Character semantics is useful for defining the storage requirements for multibyte strings of varying widths. For example, in a Unicode database (AL32UTF8), suppose that you need to define a VARCHAR2 column that can store up to five Chinese characters together with five English characters. Using byte semantics, this column requires 15 bytes for the Chinese characters, where each are three bytes long, and 5 bytes for the English characters, where each are one byte long, for a total of 20 bytes. Using character semantics, the column requires 10 characters.

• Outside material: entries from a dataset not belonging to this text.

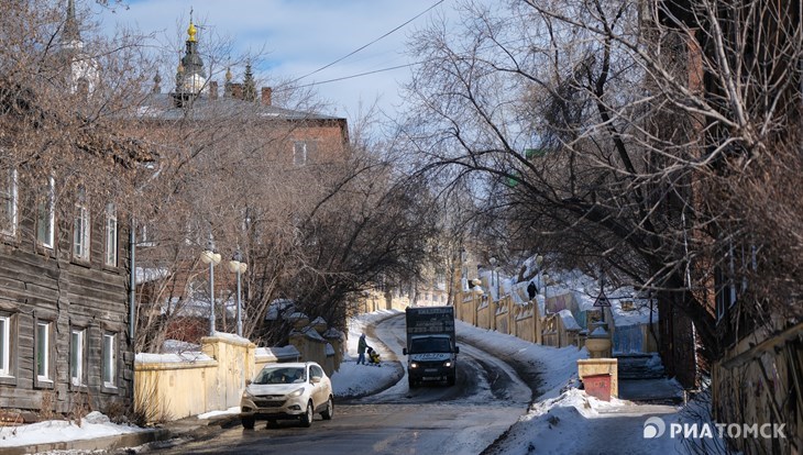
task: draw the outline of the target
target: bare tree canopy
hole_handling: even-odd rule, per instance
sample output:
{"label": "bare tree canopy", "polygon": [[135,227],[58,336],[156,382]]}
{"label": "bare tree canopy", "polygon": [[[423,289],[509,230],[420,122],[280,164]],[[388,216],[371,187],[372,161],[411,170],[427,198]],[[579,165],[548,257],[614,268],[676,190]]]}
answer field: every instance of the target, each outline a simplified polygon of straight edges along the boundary
{"label": "bare tree canopy", "polygon": [[801,315],[800,8],[463,2],[462,32],[411,41],[409,148],[508,243],[653,292],[716,358],[721,293]]}

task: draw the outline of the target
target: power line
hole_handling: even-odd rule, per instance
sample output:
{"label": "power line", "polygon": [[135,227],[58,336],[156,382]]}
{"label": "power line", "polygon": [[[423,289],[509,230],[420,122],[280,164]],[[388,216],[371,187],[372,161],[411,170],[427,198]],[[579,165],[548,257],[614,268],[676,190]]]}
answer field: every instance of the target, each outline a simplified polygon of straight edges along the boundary
{"label": "power line", "polygon": [[[344,60],[344,59],[346,59],[346,58],[351,57],[352,55],[356,54],[358,52],[360,52],[360,51],[364,49],[365,47],[369,47],[370,45],[372,45],[372,44],[376,43],[377,41],[380,41],[380,40],[382,40],[382,38],[384,38],[384,37],[386,37],[386,36],[391,35],[391,34],[393,34],[394,32],[398,31],[399,29],[404,27],[405,25],[409,24],[410,22],[415,21],[416,19],[420,18],[421,15],[424,15],[424,14],[428,13],[428,12],[429,12],[429,11],[430,11],[431,9],[433,9],[435,7],[437,7],[437,5],[441,4],[441,3],[443,3],[444,1],[446,1],[446,0],[439,0],[439,1],[438,1],[437,3],[435,3],[433,5],[431,5],[431,7],[427,8],[426,10],[421,11],[420,13],[416,14],[416,16],[415,16],[415,18],[413,18],[413,19],[408,20],[407,22],[403,23],[402,25],[399,25],[399,26],[397,26],[397,27],[393,29],[392,31],[389,31],[389,32],[385,33],[384,35],[382,35],[382,36],[377,37],[376,40],[374,40],[374,41],[372,41],[372,42],[370,42],[370,43],[367,43],[367,44],[365,44],[365,45],[363,45],[363,46],[359,47],[359,48],[358,48],[358,49],[355,49],[355,51],[352,51],[352,52],[350,52],[349,54],[346,54],[346,55],[344,55],[344,56],[342,56],[342,57],[338,58],[337,60],[334,60],[334,62],[332,62],[332,63],[330,63],[330,64],[328,64],[328,65],[324,65],[324,66],[322,66],[322,67],[320,67],[320,68],[316,69],[316,70],[315,70],[315,71],[312,71],[312,73],[308,73],[308,74],[306,74],[306,75],[304,75],[304,76],[301,76],[301,77],[299,77],[299,78],[297,78],[297,79],[294,79],[293,81],[290,81],[290,84],[293,84],[293,82],[298,82],[299,80],[301,80],[301,79],[304,79],[304,78],[306,78],[306,77],[308,77],[308,76],[312,76],[312,75],[314,75],[314,74],[316,74],[316,73],[322,71],[322,70],[324,70],[324,69],[329,68],[330,66],[332,66],[332,65],[336,65],[336,64],[338,64],[338,63],[340,63],[340,62],[342,62],[342,60]],[[387,70],[387,69],[385,69],[385,70]],[[371,73],[366,73],[366,74],[371,74]],[[336,80],[337,80],[337,79],[336,79]],[[305,87],[305,86],[301,86],[301,87]]]}
{"label": "power line", "polygon": [[[359,74],[351,75],[351,76],[336,77],[334,79],[319,80],[319,81],[316,81],[316,82],[305,84],[302,86],[292,86],[292,87],[286,87],[286,88],[277,88],[274,91],[294,90],[294,89],[299,89],[299,88],[305,88],[305,87],[319,86],[321,84],[337,82],[337,81],[340,81],[340,80],[353,79],[355,77],[370,76],[370,75],[374,75],[374,74],[377,74],[377,73],[392,71],[394,69],[399,69],[399,68],[407,68],[409,66],[420,65],[422,63],[424,62],[414,62],[414,63],[410,63],[410,64],[392,66],[392,67],[388,67],[388,68],[374,69],[373,71],[359,73]],[[296,80],[298,80],[298,79],[296,79]],[[296,80],[294,80],[293,82],[295,82]],[[288,82],[288,84],[293,84],[293,82]]]}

The expressions in the following list use byte semantics. Note the BYTE qualifier in the CHAR and VARCHAR2 expressions.
-
CHAR (5 BYTE) -
VARCHAR2(20 BYTE)
The expressions in the following list use character semantics. Note the CHAR qualifier in the VARCHAR2 expression.
-
VARCHAR2(20 CHAR) -
SUBSTR(string, 1, 20)
By default, the CHAR and VARCHAR2 character data types are specified in bytes, not characters. Therefore, the specification CHAR(20) in a table definition allows 20 bytes for storing character data.
The NCHAR and NVARCHAR2 character data types are encoded as UTF-16, which requires at least 2 bytes for each character. Thus, NCHAR(20) in a table definition allows 40 bytes for storing character data.
The NLS_LENGTH_SEMANTICS general connection attribute determines
whether a new column of character data type uses byte or character semantics. It enables
you to create CHAR and VARCHAR2 columns using either
byte-length or character-length semantics without having to add the explicit qualifier.
NCHAR and NVARCHAR2 columns are always
character-based. Existing columns are not affected.
The default value for NLS_LENGTH_SEMANTICS is BYTE. Specifying the BYTE or CHAR qualifier in a data type expression overrides the NLS_LENGTH_SEMANTICS value.